As mentioned earlier, carpet courts are very quick, second only to grass which led to shorter rallies and quicker points. Big servers held sway as a result and matches got over quicker than usual which made the organisers worried from a fan satisfaction point of view.

The speed of the ball and the lack of bounce on it meant players did not have a lot of time to think before returning it, and this lowered reaction time increased the difficulties associated with the returns and increase in errors.

What must also be remembered is during the times when carpet was used as a surface, i.e. in the 1980s and 1990s, tennis racquets weren’t as developed as they are today, which still allowed for a few rallies. Technological advancement of these racquets ensured it became difficult for whatever little extension of a rally was possible.

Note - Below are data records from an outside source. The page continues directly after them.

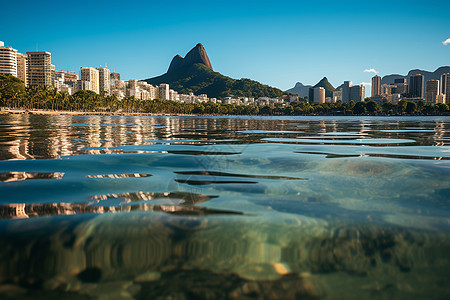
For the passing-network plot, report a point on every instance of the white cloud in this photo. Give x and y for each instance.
(371, 71)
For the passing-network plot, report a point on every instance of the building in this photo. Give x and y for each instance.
(114, 76)
(90, 75)
(357, 93)
(400, 86)
(104, 81)
(445, 85)
(337, 96)
(376, 86)
(83, 85)
(164, 91)
(22, 67)
(346, 91)
(8, 60)
(67, 78)
(416, 85)
(318, 95)
(39, 68)
(431, 91)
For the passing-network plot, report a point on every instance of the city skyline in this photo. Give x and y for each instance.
(298, 42)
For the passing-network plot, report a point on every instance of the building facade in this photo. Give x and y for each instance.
(416, 85)
(357, 93)
(22, 67)
(431, 91)
(319, 95)
(8, 60)
(39, 68)
(164, 91)
(445, 85)
(376, 86)
(104, 81)
(90, 75)
(346, 91)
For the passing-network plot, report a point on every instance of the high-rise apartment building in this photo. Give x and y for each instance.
(104, 81)
(39, 68)
(164, 91)
(90, 75)
(445, 85)
(319, 95)
(431, 91)
(337, 96)
(22, 67)
(357, 93)
(416, 85)
(8, 60)
(376, 86)
(346, 91)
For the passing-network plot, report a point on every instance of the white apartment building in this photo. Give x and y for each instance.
(90, 75)
(104, 81)
(337, 95)
(8, 60)
(39, 68)
(22, 67)
(164, 91)
(319, 95)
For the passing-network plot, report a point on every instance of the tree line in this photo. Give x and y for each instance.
(14, 94)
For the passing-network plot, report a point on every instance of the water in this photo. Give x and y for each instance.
(229, 207)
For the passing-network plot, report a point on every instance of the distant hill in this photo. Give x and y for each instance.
(194, 73)
(436, 75)
(300, 89)
(303, 90)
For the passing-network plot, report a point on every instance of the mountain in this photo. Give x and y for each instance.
(196, 55)
(300, 89)
(194, 73)
(326, 85)
(436, 75)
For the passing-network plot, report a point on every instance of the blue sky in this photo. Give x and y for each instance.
(275, 42)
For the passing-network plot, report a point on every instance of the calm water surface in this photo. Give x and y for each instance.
(217, 208)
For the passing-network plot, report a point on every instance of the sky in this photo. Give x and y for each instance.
(275, 42)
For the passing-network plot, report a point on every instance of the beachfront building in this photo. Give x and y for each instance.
(39, 68)
(104, 81)
(337, 96)
(317, 95)
(431, 91)
(346, 91)
(400, 86)
(445, 86)
(376, 86)
(416, 85)
(164, 91)
(357, 93)
(8, 60)
(90, 75)
(22, 67)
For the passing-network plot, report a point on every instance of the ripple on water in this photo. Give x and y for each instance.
(20, 176)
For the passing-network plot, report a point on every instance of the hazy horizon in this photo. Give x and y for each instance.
(277, 44)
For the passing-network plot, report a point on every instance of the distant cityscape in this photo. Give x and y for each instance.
(35, 69)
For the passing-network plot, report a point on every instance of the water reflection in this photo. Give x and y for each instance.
(20, 176)
(25, 137)
(223, 207)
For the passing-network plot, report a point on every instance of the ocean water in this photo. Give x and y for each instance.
(115, 207)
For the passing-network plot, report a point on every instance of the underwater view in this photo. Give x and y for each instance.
(135, 207)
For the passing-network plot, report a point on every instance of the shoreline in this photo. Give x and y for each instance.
(6, 111)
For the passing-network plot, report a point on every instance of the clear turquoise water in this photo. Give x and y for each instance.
(217, 208)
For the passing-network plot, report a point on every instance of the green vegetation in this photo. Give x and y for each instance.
(13, 94)
(199, 79)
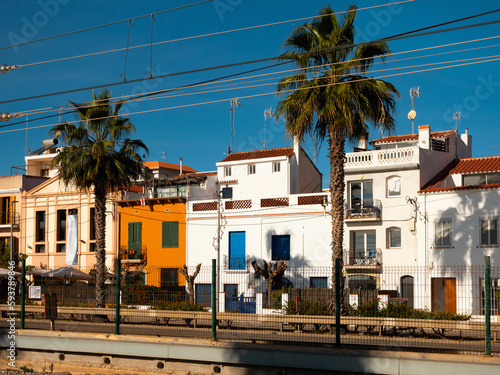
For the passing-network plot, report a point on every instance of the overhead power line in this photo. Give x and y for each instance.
(104, 25)
(272, 93)
(405, 35)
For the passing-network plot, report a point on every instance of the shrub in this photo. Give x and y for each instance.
(401, 310)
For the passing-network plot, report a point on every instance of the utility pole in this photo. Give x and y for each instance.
(11, 226)
(234, 104)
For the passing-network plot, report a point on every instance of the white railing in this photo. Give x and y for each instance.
(381, 157)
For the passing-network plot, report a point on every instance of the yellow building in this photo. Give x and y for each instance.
(153, 239)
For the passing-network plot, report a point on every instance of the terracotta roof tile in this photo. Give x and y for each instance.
(477, 165)
(464, 166)
(163, 164)
(259, 154)
(411, 137)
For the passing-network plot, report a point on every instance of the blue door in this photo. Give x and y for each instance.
(232, 302)
(236, 250)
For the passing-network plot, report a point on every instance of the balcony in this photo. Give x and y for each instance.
(389, 157)
(6, 220)
(364, 212)
(362, 258)
(137, 255)
(236, 264)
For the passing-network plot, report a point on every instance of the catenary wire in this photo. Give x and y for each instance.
(268, 93)
(409, 34)
(123, 97)
(194, 37)
(104, 25)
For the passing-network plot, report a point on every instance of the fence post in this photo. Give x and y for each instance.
(487, 313)
(117, 302)
(337, 301)
(23, 291)
(214, 306)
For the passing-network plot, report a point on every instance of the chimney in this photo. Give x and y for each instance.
(362, 143)
(424, 134)
(467, 140)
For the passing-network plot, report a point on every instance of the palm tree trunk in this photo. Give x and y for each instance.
(336, 144)
(100, 252)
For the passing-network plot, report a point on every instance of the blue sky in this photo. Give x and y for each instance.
(200, 133)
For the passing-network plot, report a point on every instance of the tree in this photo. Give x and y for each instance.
(99, 157)
(190, 279)
(272, 273)
(330, 96)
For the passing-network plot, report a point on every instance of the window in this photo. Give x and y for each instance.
(481, 179)
(364, 249)
(40, 226)
(361, 195)
(92, 229)
(489, 231)
(318, 282)
(169, 277)
(203, 293)
(170, 234)
(61, 225)
(394, 186)
(394, 237)
(237, 244)
(134, 240)
(280, 247)
(443, 233)
(494, 296)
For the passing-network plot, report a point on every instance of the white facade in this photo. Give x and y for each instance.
(272, 208)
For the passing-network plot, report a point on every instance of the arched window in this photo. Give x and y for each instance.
(394, 186)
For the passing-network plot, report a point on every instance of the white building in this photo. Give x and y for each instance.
(273, 208)
(421, 214)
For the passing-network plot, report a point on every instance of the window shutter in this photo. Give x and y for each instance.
(170, 234)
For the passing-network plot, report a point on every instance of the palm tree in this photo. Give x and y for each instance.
(99, 156)
(331, 97)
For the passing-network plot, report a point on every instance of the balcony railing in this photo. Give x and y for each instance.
(133, 255)
(382, 157)
(241, 264)
(364, 211)
(363, 257)
(7, 219)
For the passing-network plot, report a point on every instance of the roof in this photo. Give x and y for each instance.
(464, 166)
(259, 154)
(412, 137)
(163, 164)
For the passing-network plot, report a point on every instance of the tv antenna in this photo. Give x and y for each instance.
(163, 154)
(456, 117)
(412, 114)
(267, 113)
(234, 105)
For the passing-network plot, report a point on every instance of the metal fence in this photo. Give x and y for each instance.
(442, 309)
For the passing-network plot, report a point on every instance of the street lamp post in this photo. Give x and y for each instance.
(11, 226)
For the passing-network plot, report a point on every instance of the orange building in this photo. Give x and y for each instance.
(153, 239)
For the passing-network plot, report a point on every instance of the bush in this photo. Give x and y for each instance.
(401, 310)
(178, 306)
(136, 294)
(319, 307)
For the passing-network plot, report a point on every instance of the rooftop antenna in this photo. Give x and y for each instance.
(234, 104)
(412, 114)
(456, 117)
(163, 154)
(267, 113)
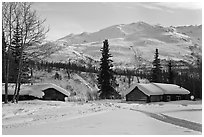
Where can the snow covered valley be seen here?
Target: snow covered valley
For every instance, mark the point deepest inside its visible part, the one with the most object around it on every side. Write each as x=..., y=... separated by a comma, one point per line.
x=103, y=117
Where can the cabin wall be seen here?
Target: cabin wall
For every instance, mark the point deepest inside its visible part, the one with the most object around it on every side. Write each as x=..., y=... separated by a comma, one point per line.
x=53, y=94
x=136, y=95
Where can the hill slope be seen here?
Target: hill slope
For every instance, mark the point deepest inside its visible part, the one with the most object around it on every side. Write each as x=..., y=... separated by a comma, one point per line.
x=128, y=42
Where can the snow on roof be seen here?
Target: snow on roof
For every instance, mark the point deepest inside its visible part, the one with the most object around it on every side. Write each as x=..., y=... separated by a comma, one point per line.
x=34, y=90
x=158, y=89
x=171, y=88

Replacing carpet with hard court surfaces meant slower and more consistent bounce, adding to the rally times and therefore increasing tennis fan interest, leading to what was hoped, better ticket sales. The emergence of Roger Federer, Rafael Nadal and Novak Djokovic has helped in no small way obviously but the heightened interest in the sport has led to carpets been forgotten for good.

So Why Do They Still Use Carpet?

One of the reasons why carpet surface courts are still in play is to deal with the bitterly cold temperatures, in a bid to try to reduce the maintenance associated with courts. In countries where the mercury dips to lower levels and tennis still needs to continues, it might make sense to play on carpet.

What makes it even better is carpet courts are easy to replace if they get damaged. So in some of the Challenger and women’s ITF competitions, carpet courts are still in play despite the suspension of its use at the highest level.

Has Roger Federer Ever Won on Carpet?

Yes, he has. Very early in his career, Federer contested in four singles finals on carpet surfaces and won twice. His first title win on carpet came in February 2001 at the Milan Indoor before he defended his title there in 2002. The other two finals on carpet, he lost in 2000 and 2001 at the Swiss Indoors.